Before now, Tuolumne River Basin runoff forecasts could only be made using monthly manual ground snow surveys and daily automated measurement devices called snow pillows at sparsely located sites in lower to middle elevations. As those sites melt free of snow in early spring, an unknown amount of snow remains at higher elevations. The total area of the basin measured at all of these survey sites is only about 270 square feet (25 square meters). The observatory measured all the snow in the basin over an area 46 million times larger: 460 square miles (1,140 square kilometers).
The observatory mapped the basin weekly from early April through early June. Over 65 days, it measured the decline in water volume as the Hetch Hetchy basin snowpack melted, shrinking from 218.1 thousand acre-feet (71,035,611 gallons) to 15.2 thousand acre-feet (4,952,942 gallons). An acre-foot is the amount of water needed to cover an acre of land to a depth of one foot, or 325,851 gallons. For comparison, the average family of four uses about an acre-foot per year.
Every day in summer, 290 million gallons, or 870 acre-feet, come out of Hetch Hetchy and travel 150 miles (241 kilometers) to the San Francisco Peninsula, providing all or some of the water for 2.6 million customers. When full, the 8-mile-long (13-kilometer) reservoir holds 360.4 thousand acre-feet. The reservoir's water level is typically lowered about a third of the way (about 120 feet, or 37 meters) every summer.

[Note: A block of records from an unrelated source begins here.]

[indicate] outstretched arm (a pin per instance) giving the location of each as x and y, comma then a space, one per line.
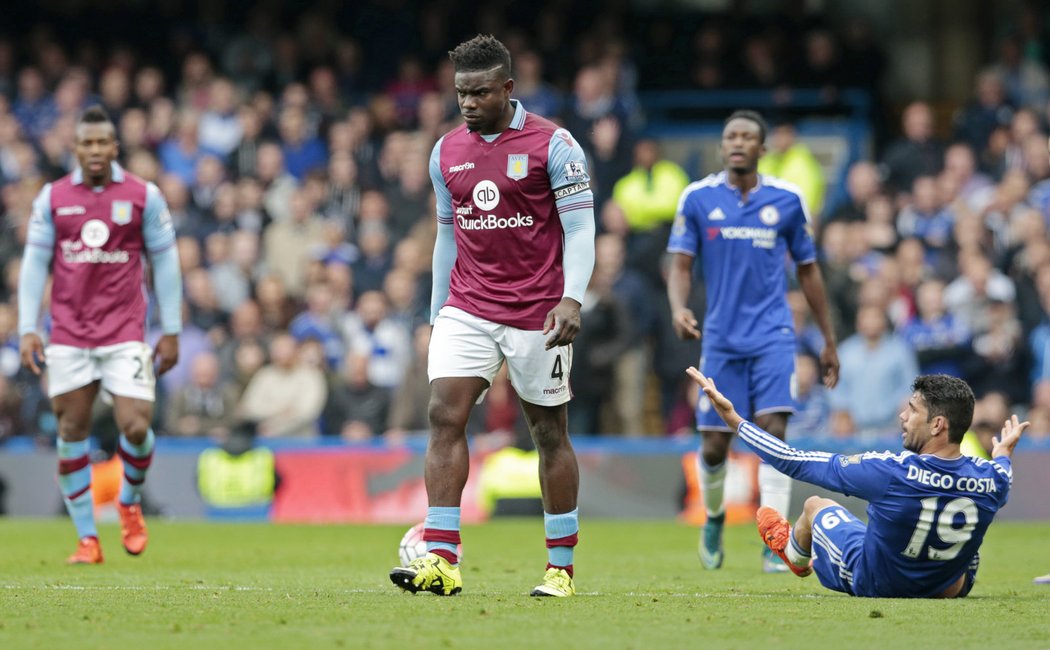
1007, 440
863, 475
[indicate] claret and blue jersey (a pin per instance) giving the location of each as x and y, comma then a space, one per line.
742, 245
927, 516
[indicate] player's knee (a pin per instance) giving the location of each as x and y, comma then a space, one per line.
815, 504
549, 436
72, 428
445, 419
134, 427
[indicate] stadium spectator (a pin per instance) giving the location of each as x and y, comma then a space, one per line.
289, 246
862, 186
1026, 79
384, 341
410, 403
286, 396
875, 361
812, 406
205, 405
302, 152
975, 122
606, 332
925, 217
917, 152
941, 343
356, 410
633, 365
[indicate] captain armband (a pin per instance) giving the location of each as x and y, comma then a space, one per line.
569, 190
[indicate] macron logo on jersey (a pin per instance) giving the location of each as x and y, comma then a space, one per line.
462, 167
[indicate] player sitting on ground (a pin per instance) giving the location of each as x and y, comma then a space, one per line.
928, 507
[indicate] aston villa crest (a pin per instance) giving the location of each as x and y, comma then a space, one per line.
121, 214
518, 166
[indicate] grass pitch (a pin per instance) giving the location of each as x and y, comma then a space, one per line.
641, 586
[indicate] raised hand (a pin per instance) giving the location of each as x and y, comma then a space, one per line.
1003, 445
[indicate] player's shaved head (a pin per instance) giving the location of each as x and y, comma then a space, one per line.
752, 117
481, 54
949, 397
95, 114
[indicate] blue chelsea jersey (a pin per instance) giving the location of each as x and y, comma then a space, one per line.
927, 516
742, 246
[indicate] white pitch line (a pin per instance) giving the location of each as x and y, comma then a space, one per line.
385, 591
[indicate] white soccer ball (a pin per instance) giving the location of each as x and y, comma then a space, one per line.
413, 546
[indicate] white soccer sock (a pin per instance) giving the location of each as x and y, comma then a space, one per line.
774, 489
713, 487
795, 556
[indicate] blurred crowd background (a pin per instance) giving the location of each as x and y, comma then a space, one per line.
291, 142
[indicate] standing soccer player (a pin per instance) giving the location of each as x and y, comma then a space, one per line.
928, 507
741, 225
513, 254
91, 229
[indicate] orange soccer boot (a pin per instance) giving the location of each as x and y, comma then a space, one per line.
88, 551
133, 533
775, 531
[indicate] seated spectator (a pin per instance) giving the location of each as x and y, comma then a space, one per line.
812, 406
878, 368
410, 405
917, 152
205, 405
356, 410
942, 344
925, 217
319, 322
371, 332
286, 396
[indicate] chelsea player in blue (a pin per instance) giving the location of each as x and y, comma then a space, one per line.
928, 506
742, 226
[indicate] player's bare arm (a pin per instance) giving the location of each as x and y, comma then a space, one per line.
564, 321
678, 285
166, 353
32, 350
1007, 440
813, 288
719, 401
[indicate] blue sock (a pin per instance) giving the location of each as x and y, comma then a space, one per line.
137, 460
441, 531
562, 531
75, 481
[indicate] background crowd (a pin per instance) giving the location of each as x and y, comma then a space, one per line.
292, 147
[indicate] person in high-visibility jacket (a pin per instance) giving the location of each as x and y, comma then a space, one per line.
237, 475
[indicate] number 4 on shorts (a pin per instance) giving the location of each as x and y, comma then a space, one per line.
557, 373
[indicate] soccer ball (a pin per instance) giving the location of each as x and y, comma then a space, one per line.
413, 546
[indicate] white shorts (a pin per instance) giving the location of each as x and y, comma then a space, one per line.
125, 369
465, 346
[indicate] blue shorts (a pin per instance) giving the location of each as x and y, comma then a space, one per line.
756, 385
838, 540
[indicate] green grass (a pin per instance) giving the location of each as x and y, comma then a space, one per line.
641, 586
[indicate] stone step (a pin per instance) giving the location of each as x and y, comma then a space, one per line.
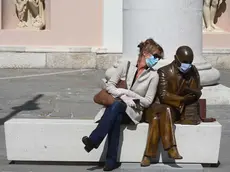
134, 167
60, 140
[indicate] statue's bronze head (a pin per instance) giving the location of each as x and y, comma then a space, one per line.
184, 54
184, 59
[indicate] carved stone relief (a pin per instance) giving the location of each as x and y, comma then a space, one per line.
31, 14
209, 14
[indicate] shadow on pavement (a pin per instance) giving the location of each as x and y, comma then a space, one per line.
29, 105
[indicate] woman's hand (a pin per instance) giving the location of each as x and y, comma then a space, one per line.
117, 92
128, 100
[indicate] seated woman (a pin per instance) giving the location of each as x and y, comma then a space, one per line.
142, 81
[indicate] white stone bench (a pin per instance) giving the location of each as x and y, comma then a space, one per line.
60, 140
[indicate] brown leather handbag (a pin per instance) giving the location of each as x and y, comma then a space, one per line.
106, 99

In early June, a modeling forecast of predicted water inflow to the reservoir that had been corrected using Airborne Snow Observatory data was used to supplement the City of San Francisco's Hetch Hetchy Water & Power managers' existing models as they topped off the reservoir. Hydrologist Bruce McGurk of McGurk Hydrologic, Orinda, Calif., provided the results from a daily forecasting model he built to use with observatory results. Without the observatory data, his model over-predicted by 32,000 acre-feet the amount of water that would flow into the reservoir. Had all that water been used to generate power, it would have drafted the reservoir down 16 feet (4.9 meters) - water supplies that would not have been available to the thirsty city this summer. "The Airborne Snow Observatory provides information on snow depth and water quantity at weekly intervals that water managers have never had before, but have always wanted," McGurk said.
Beyond its water management applications, Associate Professor Jessica Lundquist of the University of Washington, Seattle, said the observatory data are game-changing in providing useful snow information for snow hydrology, climate sciences, glaciology and ecosystem studies. "Snow controls high-elevation streamflow and ecosystems, but we've historically had to guess how much snow fell and where it was stored," Lundquist said. "With these data, we can improve how we model mountain systems and predictions of how those systems will change in time. It's pretty amazing that we can both forecast for Hetch Hetchy and also drill down to one small basin affecting a meadow and see details that match photos taken on the ground. To me, the Airborne Snow Observatory snow maps are cooler than pictures from Mars."
"The Airborne Snow Observatory is an innovative use of NASA advanced sensor research applied to one of the top challenges our nation and our planet face: freshwater management and practical water management information needs," said Brad Doorn, program manager in Applied Sciences at NASA Headquarters in Washington. "The observatory is also advancing our scientific understanding of Earth processes and how we can better monitor them in the future, from both air and space."